Hari Minggu kemarin sehari sebelum memasuki awal puasa Ramadhan, tepat peringatan 40 hari meninggalnya Bapak Mertua. Ada banyak kenangan tersisa selama kurun waktu hampir 12 tahun bersama. Dan satu yang kuingat, Bapak sangatlah arif dan bijaksana. Penuh kasih dan menyayangiku seperti anaknya sendiri.
Kembali teringat dalam benakku bagaimana saat-saat diriku baru pertama kali menjalani hidup sebagai guru wiyata. Kebetulan aku berwiyata di dekat tempat tinggal mertua. Dan tempat wiyata itu sangatlah jauh dari rumah biasa aku tinggal. Dan untuk menuju ke sana pun sangat sudah karena tidak ada angkot yang menuju ke sana. Maka ketika aku berangkat wiyata, biasanya aku membonceng suamiku. Dan pulangnya aku diantar oleh Bapak Mertuaku. Kebetulan waktuitu Bapak masih menjabat sebagai Kaur Pemerintahan Desa yang kantornya bersebelahan dengan sekolahku. Jadi waktu Bapak sangatlah fleksibel.
Tapi karena tak enak hati selalu merepotkan Bapak, maka aku memutuskan untuk menjalani hari-hari wiyataku dengan bersepeda. Hitung-hitung olahraga.
Aku pun kembali teringat dengan saat-saat terakhir Bapak yang mengejutkan kami semua. Yah, kepergian Bapak yang mendadak dan tiba-tiba membuat shock kami semua. Karena sebelumnya Bapak kelihatan sangat sehat. Oh ya, Bapak baru pulih dari kecelakaan karena ditabrak sama anak-anak SMP yang kebut-kebutan. Waktu itu kaki Bapak terluka cukup parah. Dan perlu waktu beberapa bulan untuk pulih. Tapi Bapak sangat tegar dan tabah menjalani hari-hari selama pemulihan. Bapak tidaklah rewel dan tidak merepotkan. Dan sebulan sebelum kepergiannya untuk selamanya Bapak sudah bisa berjalan tanpa kruk. Tiap hari dia semakin sehat. Jadi besar harapan kami Bapak akan bisa sembuh sehingga Bapak bisa berangkat haji tahun depan.
Tapi rupanya Allah berkehendak lain atas diri Bapak. Di suatu pagi di hari Rabu, 22 Juni 2011, aku menerima telpon yang mengabarkan bahwa Bapak jatuh dari duduknya, dan tak sadarkan diri. Betapa kaget dan paniknya aku saat itu. Lalu aku pun menelpon suamiku yang baru saja berangkat kerja. Tapi karena beliau sedang berkendara, maka teleponku pun lewat. Cemas, kalut campur baur menjadi satu. Tak lama setelah itu datang lagi telepon yang mengabarkan kalau Bapak sudah tiada. Innalillahi waina ilahi rojiun. Yang pada mulanya ada semua akan kembali tiada. Lemaslah seluruh tubuhku.
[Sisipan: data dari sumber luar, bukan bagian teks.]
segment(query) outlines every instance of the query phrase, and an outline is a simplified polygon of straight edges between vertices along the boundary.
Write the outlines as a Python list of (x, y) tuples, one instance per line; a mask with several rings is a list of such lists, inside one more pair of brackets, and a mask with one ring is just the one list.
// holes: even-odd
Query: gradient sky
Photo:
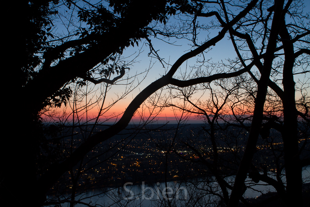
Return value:
[[(310, 2), (307, 2), (306, 4), (306, 9), (308, 10), (310, 8)], [(211, 18), (202, 18), (201, 19), (198, 20), (202, 23), (207, 23), (209, 22), (211, 20)], [(206, 40), (208, 35), (212, 38), (218, 34), (219, 30), (213, 30), (210, 31), (211, 33), (207, 32), (201, 32), (199, 34), (200, 36), (199, 39), (200, 41), (203, 41)], [(177, 46), (169, 44), (164, 41), (158, 39), (153, 38), (152, 40), (152, 43), (154, 49), (156, 50), (159, 50), (157, 53), (160, 56), (164, 58), (164, 61), (166, 62), (169, 62), (170, 64), (172, 65), (182, 55), (186, 53), (187, 51), (191, 49), (191, 47), (188, 45), (191, 42), (189, 40), (185, 39), (171, 39), (170, 40), (164, 39), (166, 41), (169, 41), (170, 43), (175, 43), (175, 44)], [(144, 43), (143, 44), (143, 43)], [(165, 74), (165, 71), (169, 69), (170, 66), (166, 65), (165, 68), (163, 68), (162, 65), (159, 62), (159, 61), (154, 58), (151, 58), (148, 56), (148, 53), (149, 52), (148, 46), (146, 45), (145, 42), (139, 43), (139, 47), (135, 46), (134, 47), (128, 47), (124, 51), (122, 56), (124, 57), (129, 56), (136, 52), (138, 48), (142, 48), (142, 51), (144, 51), (136, 59), (136, 61), (138, 61), (131, 66), (131, 69), (128, 74), (129, 76), (133, 76), (136, 74), (139, 74), (148, 69), (150, 65), (153, 66), (149, 71), (146, 78), (141, 82), (138, 87), (128, 95), (126, 98), (120, 100), (113, 107), (110, 109), (108, 112), (105, 114), (109, 115), (115, 113), (116, 114), (121, 114), (126, 109), (126, 107), (134, 98), (139, 92), (145, 88), (149, 83), (153, 82), (156, 79), (160, 77), (161, 76)], [(220, 61), (221, 60), (225, 60), (228, 58), (232, 59), (237, 56), (235, 52), (232, 45), (231, 41), (228, 39), (228, 35), (227, 35), (226, 37), (224, 38), (221, 41), (216, 44), (216, 45), (213, 47), (212, 50), (209, 51), (205, 55), (206, 59), (212, 58), (212, 61), (213, 62), (217, 62)], [(137, 54), (136, 53), (136, 54)], [(196, 60), (197, 58), (193, 58), (188, 60), (187, 62), (187, 70), (189, 69), (189, 66), (193, 65), (196, 63)], [(186, 62), (182, 65), (178, 71), (175, 74), (176, 75), (179, 75), (181, 74), (184, 73), (187, 68)], [(125, 74), (125, 76), (126, 75)], [(144, 75), (138, 76), (137, 77), (135, 82), (134, 85), (136, 86), (138, 83), (141, 81), (143, 78)], [(309, 79), (309, 75), (307, 74), (305, 76), (304, 75), (299, 75), (296, 77), (296, 80), (298, 79)], [(295, 81), (296, 82), (296, 81)], [(97, 87), (97, 86), (95, 87)], [(117, 96), (115, 94), (121, 94), (123, 92), (125, 88), (124, 85), (113, 85), (111, 88), (111, 90), (108, 93), (108, 98), (106, 100), (104, 107), (108, 106), (109, 103), (112, 102), (112, 100), (115, 100), (117, 99)], [(98, 95), (98, 93), (96, 94)], [(300, 95), (296, 93), (296, 98), (298, 98)], [(208, 97), (207, 94), (206, 96)], [(85, 104), (85, 102), (83, 103)], [(89, 110), (87, 112), (89, 117), (95, 116), (98, 114), (98, 110), (101, 106), (100, 105), (94, 107), (92, 109)], [(142, 108), (140, 109), (140, 111)], [(68, 113), (70, 113), (70, 110), (67, 109), (67, 111)], [(140, 113), (141, 112), (140, 111)], [(80, 113), (82, 113), (82, 112)], [(140, 120), (138, 113), (136, 113), (135, 116), (134, 117), (133, 120), (135, 122), (137, 122)], [(149, 115), (149, 113), (147, 112), (146, 115), (147, 116)], [(85, 114), (84, 114), (85, 115)], [(177, 111), (174, 111), (172, 109), (167, 108), (157, 116), (157, 118), (159, 119), (160, 122), (170, 122), (170, 123), (175, 123), (176, 120), (179, 119), (181, 114), (179, 112)], [(118, 118), (119, 119), (120, 116)], [(104, 119), (104, 117), (101, 119), (103, 120)], [(69, 118), (70, 120), (71, 119)], [(195, 119), (194, 116), (192, 115), (189, 119), (189, 123), (197, 123), (201, 122), (201, 120)], [(113, 119), (113, 120), (115, 119)], [(111, 120), (110, 121), (112, 121)], [(109, 121), (109, 122), (110, 122)]]

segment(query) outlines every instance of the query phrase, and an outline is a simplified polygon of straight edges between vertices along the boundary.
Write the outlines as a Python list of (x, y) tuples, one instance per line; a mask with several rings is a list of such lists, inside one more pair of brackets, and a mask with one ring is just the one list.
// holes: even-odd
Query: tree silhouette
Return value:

Kini empat puluh hari sudah Bapak kembali kepangkuan-Nya. Tepat sehari sebelum masuk bulan suci Ramadhan. Sore harinya aku bersama suami dan anak-anak pergi berziarah ke makam Bapak. Ketika kami bersimpuh duduk di sisi makam, semakin sadarlah kami, bahwa kami ini bukanlah apa-apa. Lihatlah apa yang dulu terlihat sangat gagah, kini tak berdaya terbaring di dalam tanah. Apa yang dulu ada kini tiada. Dan semua nanti akan kembali kepada-Nya. Saatnya mempersiapkan bekal sebaik-baiknya. Jalani Ramadhan tahun ini dengan sebaik-baiknya.
Selamat Jalan Bapak, Semoga engkau memperoleh tempat terbaik di sisi-Nya.